La “Prevalenza del Cremlino” in Italia è una lunga e singolare storia che dalle Botteghe Oscure di Togliatti è poi rimbalzata a Villa Certosa, la sontuosa residenza sarda di Silvio Berlusconi, dove Vladimir Putin è stato riverito ospite in diverse occasioni, per approdare in Padania.
E’ qui necessario un riepilogo dell’attrazione fatale tra l’Orso russo e i pulcinella de’ noantri. Caduto l’ideologo del Bunga Bunga, la “Prevalenza del Cremlino” riciccia in maniera oscura e inquietante con il governo Conte-2.
Nella lotta contro l’infezione da coronavirus, nel marzo del 2020 Palazzo Chigi autorizza l’ingresso nel nostro paese di 230 i militari russi guidati dal generale Sergey Kikot per la disinfestazione di strutture e centri abitati nelle località infette. Ufficialmente si trattava di una missione umanitaria, ma poi si viene a sapere, passando ai raggi x la composizione del contingente, che erano stati mandati quasi tutti soldati e solo alcuni ufficiali medici… Tutte spie col camice bianco?

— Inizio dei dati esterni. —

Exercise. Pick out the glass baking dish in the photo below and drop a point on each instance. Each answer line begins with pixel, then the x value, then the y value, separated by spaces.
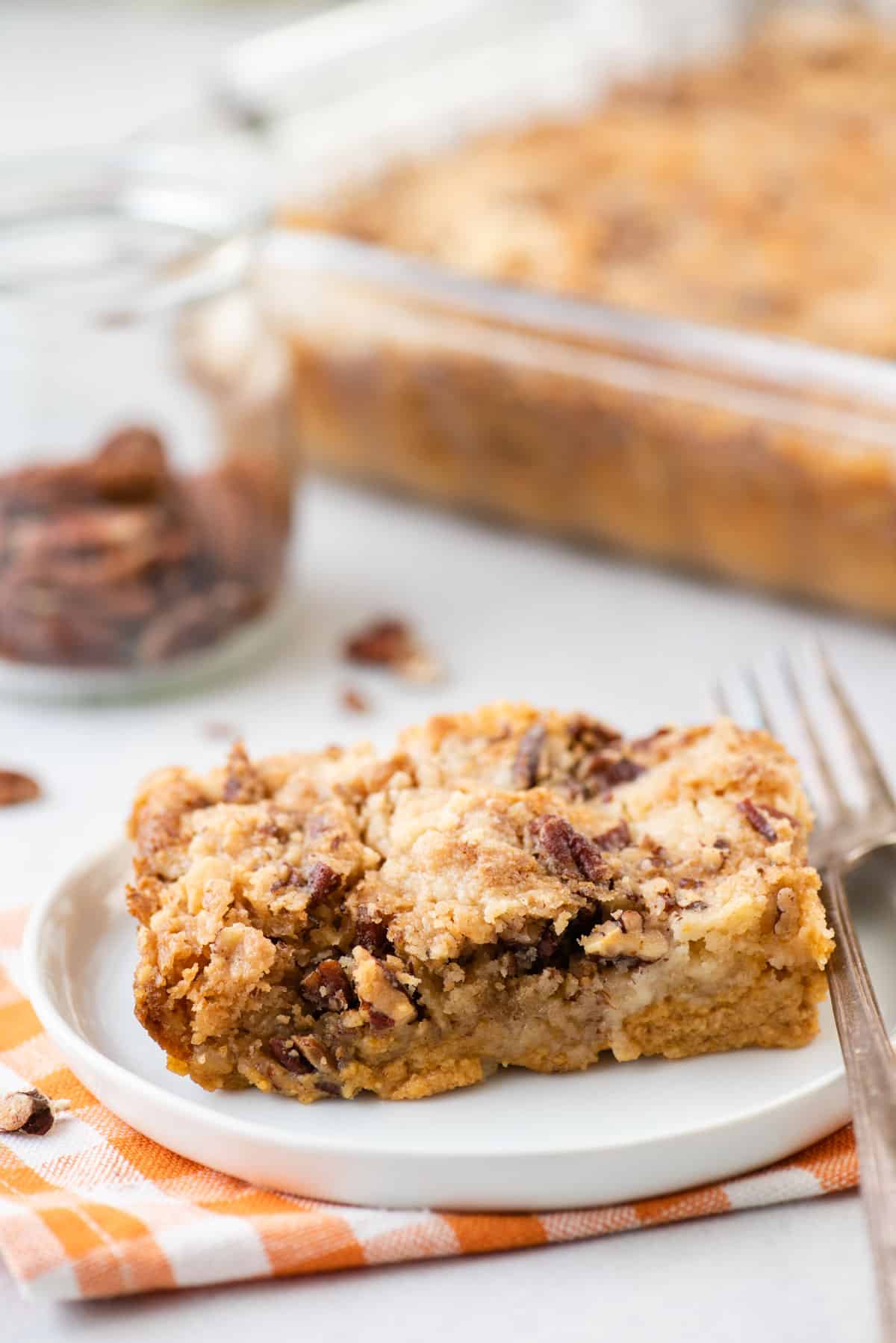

La liason pericolosa tra Putin e il leader della Lega ieri ha scatenato su “Repubblica” la penna del massimo “archivista” del bordello tricolore. Così Filippo Ceccarelli si cucina allo spiedo “Salvinovskij”, fin dal suo primo viaggio a Mosca nel 2014 (“Città pulita, non c’è un rom, non c’è un clandestino, alle 2 di notte le ragazze prendono la metro e tornano a casa tranquillamente”).
Sempre accompagnato dal suo portavoce, Gianluca Savoini, profeta dell’”Eurasia dei popoli” e globetrotter dell’Associazione Lombardia-Russia, Salvini spunta sui divani dell’hotel Metropol, dove qualche barbafinta “captò i colloqui tra mercanti russi di carburante e compratori italiani che sembravano un po’ Totò e Peppino, ma dai resoconti stenografici mettevano a disposizione di Mosca pezzi di politica estera nazionale’’.
Il governo Salvini-Conte naufragò anziché sulla spiaggia del Papeete, dove il “Capitone” in preda al mojito chiese elezioni anticipate e “pieni poteri”, bensì, ipotizza Ceccarelli, “forse è saltato anche per via di quegli impiccetti petroliferi”. “Il Capitano è stato il primo politico italiano a riconoscere la legittimità del referendum con cui Putin si è ripresa la Crimea e anche il primo a chiedere la fine delle sanzioni”, aggiunge la firma di “Repubblica”.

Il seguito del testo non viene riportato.